The argument that population genomic screening should use gene-specific false-positive thresholds requires precise measurement of the clinical sensitivity and clinical specificity of variant selection algorithms (as well as the prevalence of the condition) in order to optimize PPV. However, such estimates will likely require a data set of ≥100,000 individuals with extensive phenotypic data, which does not yet exist; the specificity estimates provided here should be considered provisional. The population being sequenced also needs to be considered—existing data sets fail to comprehensively ascertain the pathogenic and benign variants that are present in diverse populations, which will affect variant selection algorithms and pathogenicity assessments. In addition, databases of clinically relevant variants are known to have entries with misattributed pathogenicity and need to be greatly improved before they can be relied upon for screening.

Conclusions and future directions

Screening the general population for deleterious variants in highly selected genes holds great promise to decrease morbidity and mortality for millions of individuals. However, we must be cognizant of our limited ability to interpret the pathogenicity of rare genomic variations, the implications this has for the standards used to analyze and report genomic findings, and the downstream consequences of screening among the general population. Otherwise, great harm could result. Much additional research is required to assess the overall cost of screening efforts, including the downstream effects of false-positive tests, in order to evaluate the overall economic impact of genomic screening.23 A host of factors need to be studied, including cost-effectiveness, adverse consequences of interventions, insurance impact, education and consent materials that address the complexity of potential harms and benefits of screening, implications for reproductive choices, potential psychosocial impacts, and the benefits and harms of familial cascade testing.
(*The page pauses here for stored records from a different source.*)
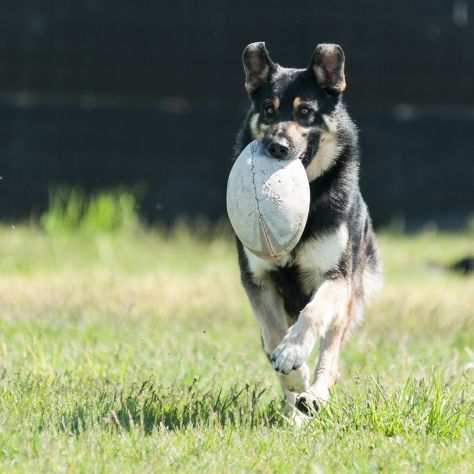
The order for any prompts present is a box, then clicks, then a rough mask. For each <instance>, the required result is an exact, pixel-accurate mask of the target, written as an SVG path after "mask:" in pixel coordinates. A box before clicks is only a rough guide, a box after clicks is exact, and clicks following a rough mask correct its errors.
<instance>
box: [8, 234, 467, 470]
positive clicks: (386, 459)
mask: <svg viewBox="0 0 474 474" xmlns="http://www.w3.org/2000/svg"><path fill="white" fill-rule="evenodd" d="M379 241H380V246H381V250H382V255H383V259H384V266H385V289H384V290H383V292H382V293H381V295H380V296H379V297H378V298H377V299H376V301H375V302H374V304H373V305H372V306H371V308H370V309H369V311H368V312H367V315H366V319H365V322H364V323H363V325H362V326H361V327H360V328H358V330H357V331H356V332H355V333H354V336H353V337H352V339H351V340H350V341H349V343H348V344H347V345H346V347H345V349H344V352H343V357H342V374H343V376H342V379H341V381H340V383H339V384H338V386H337V388H336V389H335V391H334V393H333V398H332V401H331V403H330V404H329V405H328V406H327V407H326V408H325V409H324V410H322V412H321V413H320V414H319V415H318V417H317V418H315V419H314V421H313V422H311V423H309V424H308V425H307V426H305V427H304V428H303V429H301V430H299V431H297V430H295V429H294V428H293V427H291V426H290V425H289V424H288V423H287V422H286V421H285V418H284V416H283V411H282V410H281V397H280V392H279V388H278V384H277V383H276V378H275V377H274V375H273V373H272V371H271V369H270V368H269V366H268V363H267V361H266V359H265V357H264V356H263V355H262V353H261V349H260V341H259V336H258V330H257V325H256V323H255V321H254V319H253V316H252V314H251V311H250V307H249V305H248V302H247V300H246V298H245V296H244V293H243V291H242V289H241V287H240V283H239V276H238V268H237V263H236V258H235V255H234V243H233V241H232V239H231V238H229V236H228V233H227V232H225V231H222V230H221V231H219V232H214V233H213V232H212V231H210V230H209V229H207V228H205V226H202V227H201V228H200V230H195V231H190V230H189V228H187V227H186V226H185V225H181V226H179V227H177V228H175V229H173V230H169V231H158V230H152V229H148V230H146V229H144V228H143V227H141V226H140V225H137V226H136V227H134V228H133V229H128V230H127V231H121V230H117V231H110V230H106V231H104V230H103V229H102V230H100V229H99V230H98V229H94V230H93V231H90V230H88V231H87V232H82V231H80V232H75V231H72V232H70V231H68V232H63V231H61V232H52V231H51V230H49V231H48V230H47V229H45V228H41V227H40V226H34V225H30V226H16V227H11V226H4V227H2V228H0V471H2V472H198V471H199V472H201V471H204V472H347V471H348V472H376V471H377V472H379V471H383V472H443V473H444V472H453V473H458V472H461V473H462V472H466V473H467V472H471V469H472V465H473V464H474V454H473V450H472V445H473V442H474V429H473V416H474V412H473V402H474V398H473V397H474V392H473V381H474V378H473V373H474V280H473V277H461V276H458V275H456V274H453V273H451V272H449V271H446V270H444V269H443V265H445V264H447V263H449V262H452V261H453V260H455V259H456V258H459V257H462V256H464V255H467V254H469V253H472V252H473V244H472V242H473V236H472V234H468V233H464V234H461V233H459V234H443V233H434V232H427V233H421V234H417V235H412V236H403V235H394V234H391V233H383V232H381V233H380V236H379Z"/></svg>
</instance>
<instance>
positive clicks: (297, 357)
mask: <svg viewBox="0 0 474 474" xmlns="http://www.w3.org/2000/svg"><path fill="white" fill-rule="evenodd" d="M308 355H309V354H308V353H306V351H305V350H304V347H303V346H302V345H301V344H296V343H294V342H291V341H289V340H288V341H286V340H285V339H283V341H282V342H281V344H280V345H279V346H278V347H277V348H276V349H275V350H274V351H273V353H272V357H271V360H272V367H273V368H274V369H275V370H276V371H277V372H281V373H282V374H289V373H290V372H291V371H292V370H296V369H299V368H300V367H301V366H302V365H303V364H304V363H305V361H306V358H307V357H308Z"/></svg>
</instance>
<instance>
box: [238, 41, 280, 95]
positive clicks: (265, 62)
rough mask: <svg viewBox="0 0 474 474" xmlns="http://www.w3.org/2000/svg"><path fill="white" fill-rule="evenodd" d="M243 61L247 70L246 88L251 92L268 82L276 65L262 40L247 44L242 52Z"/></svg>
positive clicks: (243, 63)
mask: <svg viewBox="0 0 474 474" xmlns="http://www.w3.org/2000/svg"><path fill="white" fill-rule="evenodd" d="M242 63H243V66H244V71H245V88H246V89H247V92H248V93H249V94H251V93H253V92H255V91H256V90H257V89H258V88H259V87H260V86H261V85H262V84H263V83H265V82H268V81H269V80H270V76H271V74H272V73H273V71H274V70H275V67H276V65H275V63H274V62H273V61H272V59H271V58H270V54H269V53H268V50H267V48H266V46H265V43H264V42H262V41H260V42H258V43H251V44H249V45H248V46H246V48H245V49H244V51H243V53H242Z"/></svg>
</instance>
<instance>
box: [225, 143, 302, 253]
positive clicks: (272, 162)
mask: <svg viewBox="0 0 474 474" xmlns="http://www.w3.org/2000/svg"><path fill="white" fill-rule="evenodd" d="M309 204H310V189H309V182H308V178H307V176H306V171H305V169H304V166H303V164H302V163H301V161H300V160H299V159H292V160H278V159H275V158H271V157H269V156H267V155H266V153H265V151H264V147H263V144H262V142H261V141H260V140H255V141H253V142H251V143H250V144H249V145H247V147H246V148H245V149H244V150H243V151H242V153H241V154H240V155H239V157H238V158H237V160H236V161H235V163H234V166H233V167H232V170H231V172H230V175H229V179H228V182H227V214H228V215H229V219H230V222H231V224H232V227H233V229H234V231H235V233H236V234H237V237H238V238H239V239H240V241H241V242H242V244H243V245H244V246H245V247H246V248H247V249H248V250H250V251H251V252H252V253H254V254H255V255H257V256H259V257H262V258H268V259H272V258H277V257H280V256H283V255H286V254H288V253H289V252H291V250H293V248H294V247H295V246H296V244H297V243H298V242H299V240H300V238H301V235H302V234H303V230H304V227H305V225H306V221H307V219H308V213H309Z"/></svg>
In this study we addressed a small subset of highly actionable genetic conditions that we think are currently the most promising candidates for genomic screening in the general adult population. However, these results also have fundamental implications for any effort that considers genome-scale sequencing in healthy individuals. Although genomic sequencing is inherently appealing for personalized medical care, it should be initiated cautiously with rigorous attention to the predictive value of genetic variation, and with careful consideration of the implications of false-positive results across the broad range of genetic conditions that could potentially be identified.

Disclosure

The authors declare no conflict of interest.